As a group we made a full turn of the loop, taking in all the sights and marking down the interesting points that we might wish to return to. First full stop was one of the shows.

- That is a whole lot of flaming on one stage. -


Manolette. Manolette was awesome. I won't give away much of his show, beyond to say that it was vastly entertaining and very funny. It was good that he kept it a bit raunchy for the audience even though there were children present. After all, if a parent objects to the content, they are always free to up and leave and allow the rest to enjoy the show. He was lewd and funny and we parted with some of our cash in the form of a tip. I don't know if the performers get paid to entice them in or if they work for whatever they can wring from the audience, I have to think a combination of both. At least with the professionals.


There is a wide variety of shows, though most seem to lean towards the comedic in nature. Don't know why this is. Perhaps a festival atmosphere is the perfect place for comedy. Even the dramatic shows had comedic aspects to them. Jokes interspersed with the action.

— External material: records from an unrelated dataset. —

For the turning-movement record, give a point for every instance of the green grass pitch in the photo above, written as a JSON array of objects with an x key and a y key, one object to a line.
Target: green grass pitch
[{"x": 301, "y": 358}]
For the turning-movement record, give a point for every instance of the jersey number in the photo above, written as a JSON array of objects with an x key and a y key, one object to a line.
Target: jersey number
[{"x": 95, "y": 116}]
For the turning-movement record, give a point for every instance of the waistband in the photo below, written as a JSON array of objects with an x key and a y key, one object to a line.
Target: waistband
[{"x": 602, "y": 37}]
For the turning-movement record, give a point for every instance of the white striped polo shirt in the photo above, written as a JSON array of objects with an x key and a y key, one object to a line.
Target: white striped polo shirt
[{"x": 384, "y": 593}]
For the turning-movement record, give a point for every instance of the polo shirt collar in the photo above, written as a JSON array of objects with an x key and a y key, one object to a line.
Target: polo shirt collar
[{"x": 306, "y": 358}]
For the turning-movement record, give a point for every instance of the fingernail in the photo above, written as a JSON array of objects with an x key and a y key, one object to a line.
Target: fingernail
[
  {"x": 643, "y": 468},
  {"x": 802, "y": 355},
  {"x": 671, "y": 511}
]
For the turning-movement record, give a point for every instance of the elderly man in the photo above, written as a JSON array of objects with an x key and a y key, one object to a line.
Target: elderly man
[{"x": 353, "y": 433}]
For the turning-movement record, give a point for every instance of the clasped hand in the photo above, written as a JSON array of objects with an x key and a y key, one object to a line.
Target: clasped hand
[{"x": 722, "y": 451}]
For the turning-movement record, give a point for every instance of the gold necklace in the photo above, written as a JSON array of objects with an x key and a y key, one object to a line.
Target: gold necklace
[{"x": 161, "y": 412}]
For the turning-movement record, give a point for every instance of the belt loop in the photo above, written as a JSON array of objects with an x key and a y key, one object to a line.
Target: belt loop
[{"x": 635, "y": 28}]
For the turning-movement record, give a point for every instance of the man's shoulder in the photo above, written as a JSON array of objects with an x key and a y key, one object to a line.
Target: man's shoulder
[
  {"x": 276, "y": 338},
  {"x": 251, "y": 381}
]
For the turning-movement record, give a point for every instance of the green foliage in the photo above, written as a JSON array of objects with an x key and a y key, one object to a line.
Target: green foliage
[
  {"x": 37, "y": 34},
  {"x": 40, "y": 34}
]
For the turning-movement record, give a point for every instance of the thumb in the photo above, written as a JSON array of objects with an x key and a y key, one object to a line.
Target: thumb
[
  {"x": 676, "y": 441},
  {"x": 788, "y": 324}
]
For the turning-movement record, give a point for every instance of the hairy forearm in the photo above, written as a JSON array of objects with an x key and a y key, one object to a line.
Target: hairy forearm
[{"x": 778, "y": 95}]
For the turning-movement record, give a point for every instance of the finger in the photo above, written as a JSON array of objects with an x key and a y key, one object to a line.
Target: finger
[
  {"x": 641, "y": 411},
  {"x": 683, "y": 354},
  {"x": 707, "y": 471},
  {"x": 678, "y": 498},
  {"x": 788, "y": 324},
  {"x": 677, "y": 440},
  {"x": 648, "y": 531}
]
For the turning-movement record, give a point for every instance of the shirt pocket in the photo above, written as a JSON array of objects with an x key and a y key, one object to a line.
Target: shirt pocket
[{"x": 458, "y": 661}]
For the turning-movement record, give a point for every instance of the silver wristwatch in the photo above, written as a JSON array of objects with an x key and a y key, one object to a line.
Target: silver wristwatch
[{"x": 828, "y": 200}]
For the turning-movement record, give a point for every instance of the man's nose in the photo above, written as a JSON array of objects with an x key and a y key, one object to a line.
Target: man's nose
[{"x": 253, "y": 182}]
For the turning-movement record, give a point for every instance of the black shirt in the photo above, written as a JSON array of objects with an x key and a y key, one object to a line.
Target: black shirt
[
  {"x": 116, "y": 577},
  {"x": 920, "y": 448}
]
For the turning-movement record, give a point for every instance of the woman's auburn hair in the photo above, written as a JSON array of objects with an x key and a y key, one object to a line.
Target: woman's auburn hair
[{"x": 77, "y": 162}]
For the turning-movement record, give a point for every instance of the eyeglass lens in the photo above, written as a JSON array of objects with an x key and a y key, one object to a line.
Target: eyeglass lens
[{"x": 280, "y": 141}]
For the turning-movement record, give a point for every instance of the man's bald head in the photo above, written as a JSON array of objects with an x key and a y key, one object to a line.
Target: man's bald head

The second show we sat down for was The Ded Bob Sho, a ventriloquist act starting a lewd puppet that insulted the audience. Of course we loved him and laughed as he made fun of us even as he delved into the realm of the creepy. That's just how it was. Better yet, his show was stated as being rated pg13. So people, who had been offended in the past, could be warned that the content might not be suitable for their sensibilities. Maybe the warning was sufficient. I didn't see anyone get up and leave.

- Anti-goths or Zombies? Which of the possible answers is scarier? -


Ded Bob is rather a microcosm of the Rennfest experience. He demands audience participation to the point of bringing audience members up onto the stage to play their parts so that they are both being entertained and entertaining in the same breath. And then once the entertaining is done, he solicits for money. A free market at work because people gladly give him large piles of cash as they choose his service.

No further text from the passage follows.